M0rD3CzKa pisze:podobno nie... ale skoro moj S tak chcial niech tak ma... ostatnio mi plakal ze chce wrocic... zapytalam czy przemyslal to dobrze?.. powiedzial:przemyslalem wszystko i juz wiem co zkle robilem...wiec pytam co zle robil? a on ......ze zlego to nic bo chcial jej tylko pomoc ...i ze to wszystko wina tej kolezanki ktora dala mi loga z rozmowy z ta anią... bo gdyby sie nie wtrąciła to ja bym sie nie dowiedziala tych bzdur i bym z nim nadal byla
![n :ico_puknij:](./images/smilies/xx_puknij.gif)
....Kazalam mu sie leczyc
![n :ico_puknij:](./images/smilies/xx_puknij.gif)
On jest jeb****
![n :ico_puknij:](./images/smilies/xx_puknij.gif)

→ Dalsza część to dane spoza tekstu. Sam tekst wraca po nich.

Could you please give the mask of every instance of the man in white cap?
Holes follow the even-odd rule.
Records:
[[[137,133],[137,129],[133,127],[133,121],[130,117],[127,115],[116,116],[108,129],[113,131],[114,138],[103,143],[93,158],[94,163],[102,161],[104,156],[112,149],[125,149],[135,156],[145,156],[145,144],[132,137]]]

matko,.... ale facet ma tupet!! jasne, cały świat winny i on biedne niebożątko za to cierpi
ja po rozprawie - nonono zbita
on się nie stawił, nie odebrał (bo na adres siostry a ona w pracy była jak przyszedł polecony), więc będą próbować ustalić miejsce pobytu i trzeba wyznaczyć kuratora - potem to musi miesiac na jakiejs wokandzie wisieć i dopiero sprawa ruszy w przyszłym roku :[
dziwi mnei że nawet alimentów nie przyznali choć napisałam żeby sprawa odbyła sięnawet pod jego nieobecność, poza tym wnosiłam o alimenty zabezpieczające na czas trwania postępowania...
tyle że sędzina musiała jechać z dzieckiem do szpitala i inna ją zastępowała
ja już nic nie wiem
ja mieszkam u rodziców, ale co jakby jakaś kobieta nie miała nikogo??????????? już i tak papiery we wrześniu złozyłam - do lutego to już pól roku! i przez te pół roku ona z głodu by zdychać miała???? :[ głupie polskei prawo!!!!!!!!!!!